Yine Cumhuriyet Vakfı ve gazeteyi yayımlayan şirketin herhangi bir kararı olmadan, Cumhuriyet gazetesi arşivinin satıldığı ve dolandırıcılık yapıldığı iddiasıyla İstanbul Cumhuriyet Başsavcılığı’na yapılan başvuru sonunda, savcılık dolandırıcılıktan söz edilmeyeceğine karar vermiştir.”
Suç duyurusu dilekçesinde şüpheli sıfatıyla yer alan Cumhuriyet gazetesi eski enel yayın yönetmeni Arif Kızılyalın’ın ise takipsizlik kararı sonrası kendisi hakkında ‘dolandırıcılık’ iddialarında bulunanlar hakkında tazminat davası açacağı öğrenildi.

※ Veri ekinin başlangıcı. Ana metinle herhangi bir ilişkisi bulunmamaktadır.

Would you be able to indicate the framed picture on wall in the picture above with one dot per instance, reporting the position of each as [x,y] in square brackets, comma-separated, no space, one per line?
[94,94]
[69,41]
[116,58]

Öte yandan Cumhuriyet gazetesini çıkaran Yenigün A.Ş suç duyurusunda bulunan vakıf yöneticisi Turan Karakaş’ı ise avukatlık görevinden azlettiğini bildirdi. Bunun üzerine açıklama yapan Turan Karakaş yaptığı suç duyurularının arkasında olduğunu belirterek şu ifadeleri kullandı:
“Cumhuriyet Gazetesi’ni yöneten Cumhuriyet Vakfı’nın yöneticisi ve hukuk işlerinden sorumlu avukat olarak 16 Mayıs 2023 tarihinde tüm vakıf üyelerinin de öğrendiği ve Cumhuriyet değerleriyle asla örtüşmeyen olayla ilgili hukuki sürecin başlatılmasını önerdim. Süreç başlamadı. Görünür gerçekliğe dayanan, bütün vakıf üyelerinin üzerinde konuştuğu, görüş bildirdiği, kimilerinin tepki gösterdiği kimilerinin ise çeşitli gerekçelerle üzerinin örtülmesini istediği olaya bakışım nettir. Bir hukukçu olarak bahse konu olan üzücü olayla ilgili gerekeni yaptım ve sorumlular hakkında suç duyurusunda bulundum. Gazetemizi ilgilendiren NFT – arşiv satışı suç duyurusunu da, para karşılığı haber yapılmasıyla ilgili suç duyurumu da çeşitli kanıtlar ve tanık olduğum gerçekliklere bağlı olarak yaptım. Hukuk büyük bir kalkandır. Eğer sorunları hukuka bağlı olarak çözmek isterseniz er ya da geç gerçekler tecelli eder ve başarılı olursunuz. Yozlaşmayla, yolsuzluklarla mücadele eden Cumhuriyet yozlaşmaya kapılarını açmamalıdır. Konuyla ilgili suç duyurularını yaptıktan sonra Cumhuriyet Vakfı ve vakfın ortağı olduğu Yenigün AŞ. avukatlığından azledildim. Azledenler vakıf ve şirket hukukunu düzenleyen hukuk kurallarına açıkça aykırı hareket etmiştir. Azilnameyi imzalayan 4 kişi arasında bulunanların bazıları Cumhuriyet Savcılığı’na verdiğim dilekçede şüpheli konumundaki şahıslardır.”